3. Physical Fitness and Lifestyle
While exercise has not been proven to directly slow the disease’s progression, its benefits are real. “Good fitness has a positive effect on day/night rhythm and mood in people who received a dementia diagnosis,” said Vandenberghe. He recommends aerobic exercise five times per week for 30 minutes, keeping the heart rate between 100 and 140 beats per minute.
Notably, brain-training games like Sudoku, specific dietary patterns, and early diagnosis itself have not been shown to alter the course of the disease. “It is not proven that sufficient physical exercise influences the course of dementia,” Vandenberghe clarified, though the quality-of-life benefits remain significant.
4. Living Environment
Dementia tends to progress more slowly at home, but experts caution that this is correlational rather than causal. “You cannot say that someone dies sooner because they live in a care facility,” Vandenberghe explained. “Patients usually move to a residential care center when they are in a more advanced stage of the disease.” The timing of this transition has shifted: most patients now move one to three years before death, compared to earlier in the past.
A Healthcare System Under Pressure
The projected increase represents an unprecedented challenge for Belgium’s healthcare system.
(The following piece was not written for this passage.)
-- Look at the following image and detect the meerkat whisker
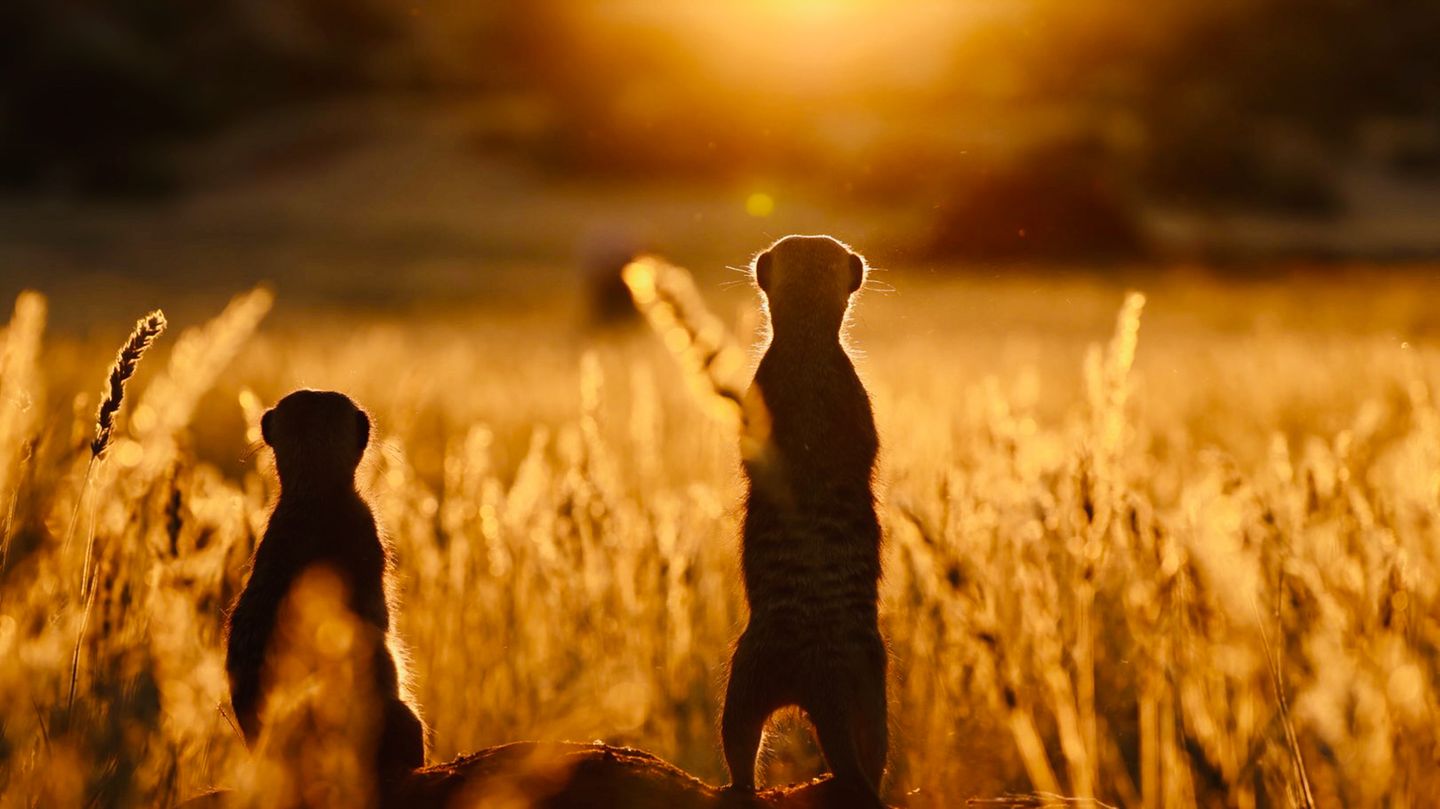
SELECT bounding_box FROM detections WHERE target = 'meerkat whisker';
[377,438,406,465]
[238,439,266,464]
Jurn Verschraegen, director of Expertisecentrum Dementie Vlaanderen, warned: “Targeted investments in support, timely detection, and expertise development remain necessary. The capacity of professional and informal care is under pressure today.”
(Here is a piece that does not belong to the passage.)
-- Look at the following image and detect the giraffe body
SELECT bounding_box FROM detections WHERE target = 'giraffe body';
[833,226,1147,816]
About one-third of dementia patients are admitted to a nursing home within three years of diagnosis, and 57% within five years, according to the BMJ study. With numbers rising sharply, the demand for both professional caregivers and family support networks will intensify.
What’s Next
Belgium faces a demographic reality that cannot be reversed: an aging population means more dementia cases. While prevention efforts — the Lancet Commission has identified 14 modifiable risk factors that could prevent or delay up to 45% of cases — remain crucial, the immediate challenge is preparing the healthcare system for the wave of patients already on the horizon.
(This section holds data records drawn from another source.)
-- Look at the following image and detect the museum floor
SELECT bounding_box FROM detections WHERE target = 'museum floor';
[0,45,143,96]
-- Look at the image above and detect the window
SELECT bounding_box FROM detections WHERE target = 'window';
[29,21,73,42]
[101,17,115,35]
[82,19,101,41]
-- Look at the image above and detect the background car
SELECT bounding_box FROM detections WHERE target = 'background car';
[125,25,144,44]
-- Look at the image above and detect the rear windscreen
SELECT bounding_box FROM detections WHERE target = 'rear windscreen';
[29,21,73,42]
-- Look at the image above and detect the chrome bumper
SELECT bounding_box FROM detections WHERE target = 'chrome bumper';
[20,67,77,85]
For families navigating a dementia diagnosis, Prof. Vandenberghe emphasizes that individual prognosis remains difficult to predict with precision. “To make a reliable statement, we must first closely monitor a patient. Then we see how quickly the disease progresses.” What is clear is that the four factors — age, dementia type, physical fitness, and living environment — provide the best framework for understanding what lies ahead.